Even China's state-controlled media has become increasingly skeptical about the accuracy of statistics. In recent polls, a high percentage of the population doubted official data.

International commentators have become concerned about the quality of the economic data. Commenting on the time taken by China's National Bureau of Statistics (NBS) to compile growth data, Derek Scissors, from the Washington-based Heritage Foundation, wryly observed: "Despite starkly limited resources and a dynamic, complex economy, the state statistical bureau again needed only 15 days to survey the economic progress of 1.3 billion people."

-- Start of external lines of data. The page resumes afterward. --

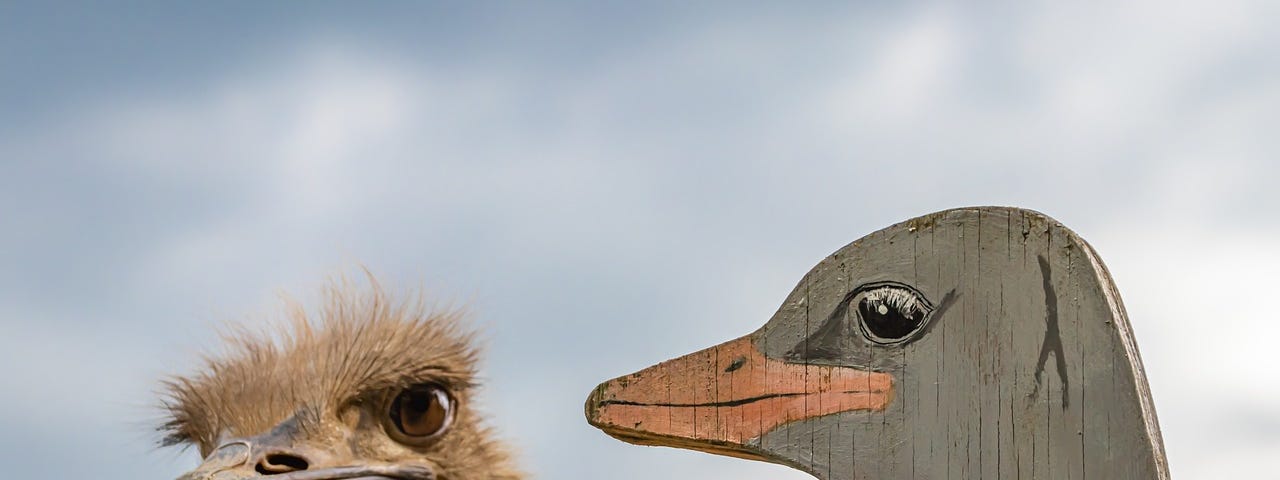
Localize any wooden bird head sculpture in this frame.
[586,207,1169,480]
[161,284,522,480]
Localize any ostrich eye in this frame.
[387,384,453,445]
[856,285,933,343]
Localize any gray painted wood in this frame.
[588,207,1169,480]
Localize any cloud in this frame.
[0,1,1280,479]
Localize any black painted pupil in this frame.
[390,387,449,436]
[858,298,924,340]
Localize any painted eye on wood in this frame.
[852,284,933,344]
[384,384,454,447]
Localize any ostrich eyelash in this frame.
[863,285,931,317]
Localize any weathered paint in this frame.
[588,207,1169,479]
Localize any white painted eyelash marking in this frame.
[864,285,929,317]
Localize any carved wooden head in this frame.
[586,207,1167,479]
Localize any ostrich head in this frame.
[160,282,522,480]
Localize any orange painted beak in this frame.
[586,335,893,460]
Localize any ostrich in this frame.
[160,280,524,480]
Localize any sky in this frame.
[0,0,1280,480]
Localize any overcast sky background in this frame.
[0,0,1280,480]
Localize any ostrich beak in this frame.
[586,335,893,460]
[178,440,435,480]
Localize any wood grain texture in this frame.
[586,207,1169,480]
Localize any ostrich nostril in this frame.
[253,452,310,475]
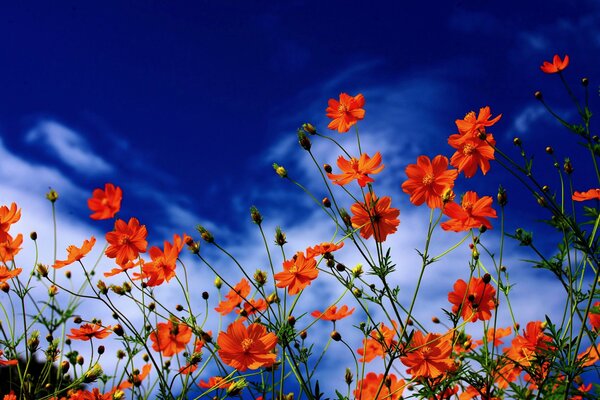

The problems extend to financial information as generally accepted accounting principles are not generally accepted in China. Writing in the August 17, 2009, New York Times, Mark Dixon, a mergers and acquisition advisor in China, expressed surprise that revenue and cost gymnastics were not included as an official event at the Beijing Olympics.

Bounding Mines
China's $2 trillion foreign currency reserves, a large proportion denominated in dollars, may have limited value. They cannot be liquidated or mobilized without massive losses because of their sheer size. Increasingly strident Chinese rhetoric reflects rising concern about the security of these dollar investments as the United States issues massive amounts of debt reducing the value of Treasury bonds and the currency.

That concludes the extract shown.